Já vi gente considerando este o melhor livro do autor, não sei dizer se concordo, gosto muito das coletâneas de ensaios, e O Peso da Glória também é um livro incrível, e a meu ver até mais relevante, pelo menos em sua totalidade, não cheguei a escrever sobre ele, mas recomendo, e muito, a leitura.

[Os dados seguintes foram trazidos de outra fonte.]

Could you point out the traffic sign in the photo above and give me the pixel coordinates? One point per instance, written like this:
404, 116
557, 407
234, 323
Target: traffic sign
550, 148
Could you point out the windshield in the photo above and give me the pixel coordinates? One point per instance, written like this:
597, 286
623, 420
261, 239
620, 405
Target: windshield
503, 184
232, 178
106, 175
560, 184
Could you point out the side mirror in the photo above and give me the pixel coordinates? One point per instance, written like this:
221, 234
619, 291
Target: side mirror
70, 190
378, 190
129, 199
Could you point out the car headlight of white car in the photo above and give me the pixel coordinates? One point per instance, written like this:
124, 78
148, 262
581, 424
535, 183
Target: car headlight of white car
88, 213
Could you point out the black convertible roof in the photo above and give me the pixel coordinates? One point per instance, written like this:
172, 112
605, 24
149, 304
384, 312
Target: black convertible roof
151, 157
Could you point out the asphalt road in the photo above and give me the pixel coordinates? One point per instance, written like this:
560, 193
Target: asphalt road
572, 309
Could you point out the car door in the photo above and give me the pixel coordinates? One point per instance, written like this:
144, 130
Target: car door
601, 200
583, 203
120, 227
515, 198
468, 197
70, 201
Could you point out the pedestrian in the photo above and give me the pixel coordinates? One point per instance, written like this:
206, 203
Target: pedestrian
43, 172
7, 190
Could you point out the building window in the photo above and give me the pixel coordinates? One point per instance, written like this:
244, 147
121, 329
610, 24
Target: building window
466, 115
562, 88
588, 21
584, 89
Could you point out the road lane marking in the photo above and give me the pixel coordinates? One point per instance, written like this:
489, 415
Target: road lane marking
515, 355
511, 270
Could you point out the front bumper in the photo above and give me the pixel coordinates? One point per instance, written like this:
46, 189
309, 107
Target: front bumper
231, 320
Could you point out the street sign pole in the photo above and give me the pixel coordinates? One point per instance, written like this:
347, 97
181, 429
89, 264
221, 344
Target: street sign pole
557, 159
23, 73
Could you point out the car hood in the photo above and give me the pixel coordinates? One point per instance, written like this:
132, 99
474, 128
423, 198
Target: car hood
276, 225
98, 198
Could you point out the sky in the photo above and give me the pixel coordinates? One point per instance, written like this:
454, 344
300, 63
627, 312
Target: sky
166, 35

Nessa coletânea temos sete ensaios que vagam entre a especulação de coisas que não nos compete saber, e que não fazem diferença em nossa vida, até assuntos sérios que deveríamos refletir. Antes de falar, brevemente sobre cada um deles, vamos falar um pouco da edição. A Thomas Nelson vem fazendo um trabalho muito bom com a obra do autor, se não me engano já são onze títulos lançados (Cristianismo Puro e Simples, Cartas de um Diabo a Seu Aprendiz, Os Quatro Amores, O Peso da Gloria, A Abolição do Homem, Deus no Banco dos Réus, Sobre Histórias, Carta a Malcolm, Reflexões Cristãs, Um Experimento na Crítica Literária e o objeto dessa postagem, clicando aqui você encontra facilmente todos eles para adquirir), é inegável o cuidado que a editora está tendo, trazendo obras até então inéditas no Brasil em edições com belo acabamento gráfico e boa tradução. Mas infelizmente, como a grande maioria das editoras do país, ela tem pecado um pouco na questão da revisão do texto, esse livro teve duas pessoas revisando e encontrei palavras com acento faltando além de um erro bem gritante na página 84, onde tem uma palavra, no meio da linha cortada ao meio por um hífen sem propósito algum, mas não são incontáveis erros, a ponto de você querer mandar um e-mail para a editora perguntando se não querem que paguem a você para fazer a revisão (não maior que a vontade diária de fazer isso, pelo menos). Mas falemos agora, brevemente, sobre cada ensaio.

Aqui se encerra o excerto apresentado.